Key Findings

Under the Inflation Reduction Act (IRA), the Centers for Medicare and Medicaid Services (CMS) now has the ability to negotiate maximum fair prices of select drugs for Medicare beneficiaries for the first time in the program’s history.[1] With this new authority, CMS can resist the excessively high prices of the pharmaceutical industry and deliver lower out-of-pocket costs for Medicare beneficiaries, many of whom pay hundreds of dollars, if not thousands, for a single essential medication. In negotiating these prices, Public Citizen urges CMS to account for patent abuses by manufacturers that enable price gouging on the drugs selected for Medicare price negotiation in the first place. Many of these patent abuses fall into the category of “evergreening tactics,” which cover patenting trivial and/or obvious modifications of existing medications to lengthen exclusivity on branded medicines.[2] In this report, we analyze the patenting and evergreening abuses on the first 10 drugs selected for Medicare price negotiation.

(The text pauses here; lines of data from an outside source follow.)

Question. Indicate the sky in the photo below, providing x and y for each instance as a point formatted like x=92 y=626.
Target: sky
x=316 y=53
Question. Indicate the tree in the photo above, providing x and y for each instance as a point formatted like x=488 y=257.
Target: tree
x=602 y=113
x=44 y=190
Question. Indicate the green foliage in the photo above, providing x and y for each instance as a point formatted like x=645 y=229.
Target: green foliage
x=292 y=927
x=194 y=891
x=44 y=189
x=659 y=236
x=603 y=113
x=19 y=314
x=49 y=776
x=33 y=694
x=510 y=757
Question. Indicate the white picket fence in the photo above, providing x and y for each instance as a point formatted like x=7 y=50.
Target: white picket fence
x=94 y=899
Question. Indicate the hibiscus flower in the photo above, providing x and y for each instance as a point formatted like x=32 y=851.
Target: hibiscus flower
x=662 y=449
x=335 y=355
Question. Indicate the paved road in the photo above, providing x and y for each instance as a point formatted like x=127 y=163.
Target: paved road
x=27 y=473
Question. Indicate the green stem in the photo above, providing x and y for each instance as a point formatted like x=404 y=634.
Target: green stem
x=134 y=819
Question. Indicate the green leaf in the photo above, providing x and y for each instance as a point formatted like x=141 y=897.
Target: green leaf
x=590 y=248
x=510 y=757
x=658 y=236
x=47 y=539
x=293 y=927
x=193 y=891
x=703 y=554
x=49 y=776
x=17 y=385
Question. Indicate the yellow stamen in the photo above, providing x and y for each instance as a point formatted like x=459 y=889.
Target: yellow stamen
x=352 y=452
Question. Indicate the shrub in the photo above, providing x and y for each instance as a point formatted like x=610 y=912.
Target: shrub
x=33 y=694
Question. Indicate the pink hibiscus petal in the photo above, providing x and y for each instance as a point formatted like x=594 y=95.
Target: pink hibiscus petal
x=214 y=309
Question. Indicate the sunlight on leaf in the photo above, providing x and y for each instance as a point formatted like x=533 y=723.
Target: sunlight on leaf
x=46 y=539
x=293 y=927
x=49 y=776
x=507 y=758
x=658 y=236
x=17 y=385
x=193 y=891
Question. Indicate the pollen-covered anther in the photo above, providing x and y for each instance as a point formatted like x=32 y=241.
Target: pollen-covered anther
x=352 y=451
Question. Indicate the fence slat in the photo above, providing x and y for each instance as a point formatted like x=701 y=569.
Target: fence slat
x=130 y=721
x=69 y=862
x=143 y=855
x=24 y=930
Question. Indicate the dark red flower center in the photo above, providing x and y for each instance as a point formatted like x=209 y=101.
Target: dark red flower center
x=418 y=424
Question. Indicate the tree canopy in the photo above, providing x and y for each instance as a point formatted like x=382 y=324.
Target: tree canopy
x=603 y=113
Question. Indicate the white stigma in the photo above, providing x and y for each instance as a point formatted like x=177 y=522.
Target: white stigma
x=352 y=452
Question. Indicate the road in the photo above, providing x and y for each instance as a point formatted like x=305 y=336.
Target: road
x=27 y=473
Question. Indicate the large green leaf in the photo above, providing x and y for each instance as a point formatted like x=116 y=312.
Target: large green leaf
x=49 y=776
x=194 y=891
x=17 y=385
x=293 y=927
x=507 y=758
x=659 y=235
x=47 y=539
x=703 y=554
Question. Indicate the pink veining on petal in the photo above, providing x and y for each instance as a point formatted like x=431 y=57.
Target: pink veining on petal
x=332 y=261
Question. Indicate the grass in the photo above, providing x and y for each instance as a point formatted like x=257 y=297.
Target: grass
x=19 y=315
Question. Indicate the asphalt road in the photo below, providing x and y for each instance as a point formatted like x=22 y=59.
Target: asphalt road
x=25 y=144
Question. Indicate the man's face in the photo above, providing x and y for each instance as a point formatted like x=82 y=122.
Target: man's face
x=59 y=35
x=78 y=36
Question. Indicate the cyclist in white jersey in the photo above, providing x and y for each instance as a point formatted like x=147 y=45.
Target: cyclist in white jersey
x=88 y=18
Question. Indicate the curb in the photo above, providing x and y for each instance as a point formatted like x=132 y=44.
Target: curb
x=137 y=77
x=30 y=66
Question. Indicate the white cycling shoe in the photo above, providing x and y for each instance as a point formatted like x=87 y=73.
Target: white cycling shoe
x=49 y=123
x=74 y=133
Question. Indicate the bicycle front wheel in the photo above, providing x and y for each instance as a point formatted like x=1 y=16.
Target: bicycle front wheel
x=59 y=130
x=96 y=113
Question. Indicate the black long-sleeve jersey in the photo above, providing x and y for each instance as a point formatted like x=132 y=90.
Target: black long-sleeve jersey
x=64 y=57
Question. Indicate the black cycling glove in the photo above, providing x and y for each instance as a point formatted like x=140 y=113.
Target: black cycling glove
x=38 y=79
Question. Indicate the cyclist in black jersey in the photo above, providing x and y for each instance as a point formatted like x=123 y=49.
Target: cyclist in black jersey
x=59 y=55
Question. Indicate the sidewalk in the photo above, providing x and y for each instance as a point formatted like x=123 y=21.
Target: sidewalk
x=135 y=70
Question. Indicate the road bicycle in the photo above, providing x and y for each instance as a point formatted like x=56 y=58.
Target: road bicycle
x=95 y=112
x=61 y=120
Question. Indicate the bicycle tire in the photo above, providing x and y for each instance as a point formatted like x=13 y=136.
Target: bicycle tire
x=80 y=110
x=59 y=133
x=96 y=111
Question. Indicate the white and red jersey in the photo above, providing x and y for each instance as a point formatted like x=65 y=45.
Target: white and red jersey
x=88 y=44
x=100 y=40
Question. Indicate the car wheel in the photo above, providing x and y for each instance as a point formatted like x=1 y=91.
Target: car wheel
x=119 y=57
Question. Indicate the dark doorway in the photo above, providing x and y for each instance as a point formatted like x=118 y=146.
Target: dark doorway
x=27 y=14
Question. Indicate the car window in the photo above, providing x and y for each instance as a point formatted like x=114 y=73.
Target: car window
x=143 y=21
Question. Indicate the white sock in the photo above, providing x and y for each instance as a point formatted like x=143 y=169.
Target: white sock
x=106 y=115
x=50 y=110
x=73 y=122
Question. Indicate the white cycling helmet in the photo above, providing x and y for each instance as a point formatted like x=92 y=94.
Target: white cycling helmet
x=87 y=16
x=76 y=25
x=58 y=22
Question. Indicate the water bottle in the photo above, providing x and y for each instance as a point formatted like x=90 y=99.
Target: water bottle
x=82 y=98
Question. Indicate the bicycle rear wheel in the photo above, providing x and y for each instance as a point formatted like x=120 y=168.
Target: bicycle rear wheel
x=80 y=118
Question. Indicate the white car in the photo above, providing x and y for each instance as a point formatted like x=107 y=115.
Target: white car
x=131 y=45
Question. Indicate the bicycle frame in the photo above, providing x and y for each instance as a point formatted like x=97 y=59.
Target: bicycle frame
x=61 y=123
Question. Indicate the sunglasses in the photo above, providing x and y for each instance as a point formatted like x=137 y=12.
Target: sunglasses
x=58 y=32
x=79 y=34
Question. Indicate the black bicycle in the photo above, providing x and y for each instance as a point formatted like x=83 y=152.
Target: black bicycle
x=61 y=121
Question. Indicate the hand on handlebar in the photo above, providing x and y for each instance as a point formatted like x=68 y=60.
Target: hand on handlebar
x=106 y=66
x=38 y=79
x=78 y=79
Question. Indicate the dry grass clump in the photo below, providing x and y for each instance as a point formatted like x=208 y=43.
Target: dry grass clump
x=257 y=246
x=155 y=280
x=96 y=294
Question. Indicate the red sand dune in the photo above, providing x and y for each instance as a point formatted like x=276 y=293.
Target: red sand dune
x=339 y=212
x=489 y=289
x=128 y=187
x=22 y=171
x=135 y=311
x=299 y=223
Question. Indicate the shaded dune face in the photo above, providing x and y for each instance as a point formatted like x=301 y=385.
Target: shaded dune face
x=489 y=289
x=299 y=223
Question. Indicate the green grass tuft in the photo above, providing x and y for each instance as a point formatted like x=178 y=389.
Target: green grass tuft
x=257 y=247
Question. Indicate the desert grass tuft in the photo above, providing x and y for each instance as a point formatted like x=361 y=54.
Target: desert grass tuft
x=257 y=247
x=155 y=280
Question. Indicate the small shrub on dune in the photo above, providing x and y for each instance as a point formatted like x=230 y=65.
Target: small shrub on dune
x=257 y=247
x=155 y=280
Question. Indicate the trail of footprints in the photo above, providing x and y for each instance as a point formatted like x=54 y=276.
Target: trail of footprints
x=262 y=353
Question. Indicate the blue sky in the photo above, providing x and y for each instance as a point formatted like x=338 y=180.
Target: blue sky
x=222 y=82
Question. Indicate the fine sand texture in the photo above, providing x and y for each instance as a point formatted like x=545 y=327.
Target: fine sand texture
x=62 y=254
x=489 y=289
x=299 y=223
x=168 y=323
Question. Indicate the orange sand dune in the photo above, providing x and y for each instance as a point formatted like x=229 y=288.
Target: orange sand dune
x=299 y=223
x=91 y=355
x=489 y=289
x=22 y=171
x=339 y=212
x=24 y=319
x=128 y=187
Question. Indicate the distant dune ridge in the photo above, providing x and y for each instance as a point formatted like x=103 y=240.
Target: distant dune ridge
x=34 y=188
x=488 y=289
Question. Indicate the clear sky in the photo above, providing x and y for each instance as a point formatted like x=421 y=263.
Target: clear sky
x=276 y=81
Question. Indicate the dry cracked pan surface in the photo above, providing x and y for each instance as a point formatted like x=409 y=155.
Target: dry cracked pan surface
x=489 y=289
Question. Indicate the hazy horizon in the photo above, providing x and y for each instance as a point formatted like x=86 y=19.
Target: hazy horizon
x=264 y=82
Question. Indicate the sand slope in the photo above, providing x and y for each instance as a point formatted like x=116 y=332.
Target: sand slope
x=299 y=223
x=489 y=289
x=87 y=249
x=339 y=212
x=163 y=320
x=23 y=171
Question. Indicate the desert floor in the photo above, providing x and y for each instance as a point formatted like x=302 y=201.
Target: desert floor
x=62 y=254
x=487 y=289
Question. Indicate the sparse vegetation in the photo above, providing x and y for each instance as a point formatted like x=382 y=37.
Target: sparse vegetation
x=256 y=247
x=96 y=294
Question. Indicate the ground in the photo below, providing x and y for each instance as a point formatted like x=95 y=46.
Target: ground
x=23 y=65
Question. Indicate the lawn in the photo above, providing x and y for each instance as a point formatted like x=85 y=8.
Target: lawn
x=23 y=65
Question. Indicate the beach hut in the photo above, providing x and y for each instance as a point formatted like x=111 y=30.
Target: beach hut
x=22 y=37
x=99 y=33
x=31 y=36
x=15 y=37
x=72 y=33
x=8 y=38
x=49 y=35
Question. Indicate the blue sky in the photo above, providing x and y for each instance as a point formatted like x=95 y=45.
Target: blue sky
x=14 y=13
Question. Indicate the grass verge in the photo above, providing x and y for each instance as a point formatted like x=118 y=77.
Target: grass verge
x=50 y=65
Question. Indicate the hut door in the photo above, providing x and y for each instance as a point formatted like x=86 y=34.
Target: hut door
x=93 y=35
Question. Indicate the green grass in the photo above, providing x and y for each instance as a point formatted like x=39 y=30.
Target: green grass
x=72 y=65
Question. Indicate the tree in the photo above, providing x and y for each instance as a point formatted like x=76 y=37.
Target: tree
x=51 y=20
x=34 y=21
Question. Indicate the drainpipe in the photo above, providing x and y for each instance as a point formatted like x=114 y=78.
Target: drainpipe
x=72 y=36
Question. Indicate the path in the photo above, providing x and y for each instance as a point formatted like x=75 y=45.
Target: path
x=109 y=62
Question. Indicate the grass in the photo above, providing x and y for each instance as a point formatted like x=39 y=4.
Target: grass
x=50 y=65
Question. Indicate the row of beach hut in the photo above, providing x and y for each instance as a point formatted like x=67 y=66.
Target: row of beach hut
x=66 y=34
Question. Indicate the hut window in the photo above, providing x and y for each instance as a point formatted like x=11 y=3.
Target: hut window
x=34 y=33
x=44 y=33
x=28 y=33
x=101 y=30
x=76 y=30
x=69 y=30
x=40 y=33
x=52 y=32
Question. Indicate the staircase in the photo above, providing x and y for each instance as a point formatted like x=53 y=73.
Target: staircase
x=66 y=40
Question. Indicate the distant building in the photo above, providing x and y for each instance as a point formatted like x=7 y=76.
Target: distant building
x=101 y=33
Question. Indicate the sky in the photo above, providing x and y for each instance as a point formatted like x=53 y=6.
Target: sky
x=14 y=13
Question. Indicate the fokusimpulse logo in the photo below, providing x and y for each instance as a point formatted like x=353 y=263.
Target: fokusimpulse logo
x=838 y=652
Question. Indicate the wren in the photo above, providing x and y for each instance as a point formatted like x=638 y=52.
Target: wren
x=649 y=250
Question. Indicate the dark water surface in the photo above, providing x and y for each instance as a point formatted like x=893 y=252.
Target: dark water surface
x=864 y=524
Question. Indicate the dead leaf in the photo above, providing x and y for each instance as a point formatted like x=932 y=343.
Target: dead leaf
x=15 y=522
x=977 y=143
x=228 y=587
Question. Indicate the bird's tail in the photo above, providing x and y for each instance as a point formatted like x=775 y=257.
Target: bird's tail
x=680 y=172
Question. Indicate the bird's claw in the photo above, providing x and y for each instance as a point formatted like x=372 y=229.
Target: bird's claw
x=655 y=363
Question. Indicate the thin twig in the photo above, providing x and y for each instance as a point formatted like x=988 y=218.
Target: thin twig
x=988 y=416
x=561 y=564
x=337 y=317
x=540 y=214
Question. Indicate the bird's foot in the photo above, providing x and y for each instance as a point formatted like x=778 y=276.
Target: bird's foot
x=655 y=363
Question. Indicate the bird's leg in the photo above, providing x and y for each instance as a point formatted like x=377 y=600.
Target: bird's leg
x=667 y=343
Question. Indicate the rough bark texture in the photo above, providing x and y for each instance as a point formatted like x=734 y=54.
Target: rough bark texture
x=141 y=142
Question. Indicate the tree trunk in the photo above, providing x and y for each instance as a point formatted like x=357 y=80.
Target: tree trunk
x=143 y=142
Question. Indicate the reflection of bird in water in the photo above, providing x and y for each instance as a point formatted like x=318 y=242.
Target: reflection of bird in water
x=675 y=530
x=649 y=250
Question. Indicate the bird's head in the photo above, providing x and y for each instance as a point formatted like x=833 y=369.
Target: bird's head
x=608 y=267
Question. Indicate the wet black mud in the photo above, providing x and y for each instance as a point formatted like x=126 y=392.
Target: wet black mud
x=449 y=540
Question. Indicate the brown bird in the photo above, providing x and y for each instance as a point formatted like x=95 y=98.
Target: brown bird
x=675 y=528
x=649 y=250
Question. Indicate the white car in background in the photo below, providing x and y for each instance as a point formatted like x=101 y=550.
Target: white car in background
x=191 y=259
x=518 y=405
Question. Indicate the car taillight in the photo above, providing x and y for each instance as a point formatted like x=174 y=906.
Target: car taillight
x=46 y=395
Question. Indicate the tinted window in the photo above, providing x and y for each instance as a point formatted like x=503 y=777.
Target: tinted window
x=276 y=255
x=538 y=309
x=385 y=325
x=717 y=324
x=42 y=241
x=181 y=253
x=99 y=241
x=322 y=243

  • Four of the 10 drugs subject to negotiation would likely have faced competition before negotiated prices go into effect were it not for evergreening tactics and patent abuses. As a result, Medicare will lose between $4.9 and $5.4 billion in savings that should have accrued from access to competing, lower-cost treatments. These lost savings are nearly as much as what Medicare is expected to save if negotiated prices go into effect on all of the selected drugs in the first year of the program ($6 billion).[3]
  • Evergreening practices were prevalent across the drugs selected for price negotiation. Nine out of 10 drugs subject to negotiation show evidence of manufacturers engaging in blatant anticompetitive uses of patents to fend off generic or biosimilar competitors or evergreening abuses representing minor modifications or tweaks that unfairly lengthen monopoly protection on the drugs. Patent protection on the branded drugs could extend well into the 2030s and possibly 2040.
  • Manufacturers of Eliquis, Imbruvica, Jardiance, Farxiga, and Entresto obtained patents on obvious or minor variations of earlier patent claims, such as crystalline forms of drug compounds which would be discovered and managed during routine testing that is part of the drug approval process. These patents allow manufacturers to expand or extend monopoly control on these drugs.
  • Manufacturers of Januvia, Stelara, Xarelto, Imbruvica, Jardiance, and Farxiga have obtained patents by relying on previously known information that was publicly available or disclosed in prior patents to extend monopoly control on the branded medications. For example, later patents claimed particular salt forms and methods of using drugs (1) disclosed or claimed in earlier patents, or (2) previously disclosed in publicly available summaries of clinical studies conducted using those drugs.
  • Manufacturers of Stelara, Enbrel, and Jardiance engaged in blatant anticompetitive uses of patents, such as (1) using recently acquired patents that have nothing to do with producing a branded drug to block competing products, (2) exploiting deceitful licensing arrangements to maintain duplicative protection on branded medicines, and (3) patenting methods of ensuring patient safety and therapeutic efficacy prior to treatment.

The evergreening tactics and patent abuses documented here suggest Congress should advance laws that curtail gaming the patent system to the detriment of U.S. patients. While the Affordable Prescriptions for Patients Act of 2023, passed by the Senate, is a step in the right direction, the PREVAIL Act sponsored by Senators Chris Coons and Thom Tillis could be devastating for patient access by making it harder for generic and biosimilar manufacturers and nonprofit organizations to administratively challenge branded drugmakers’ patent abuses.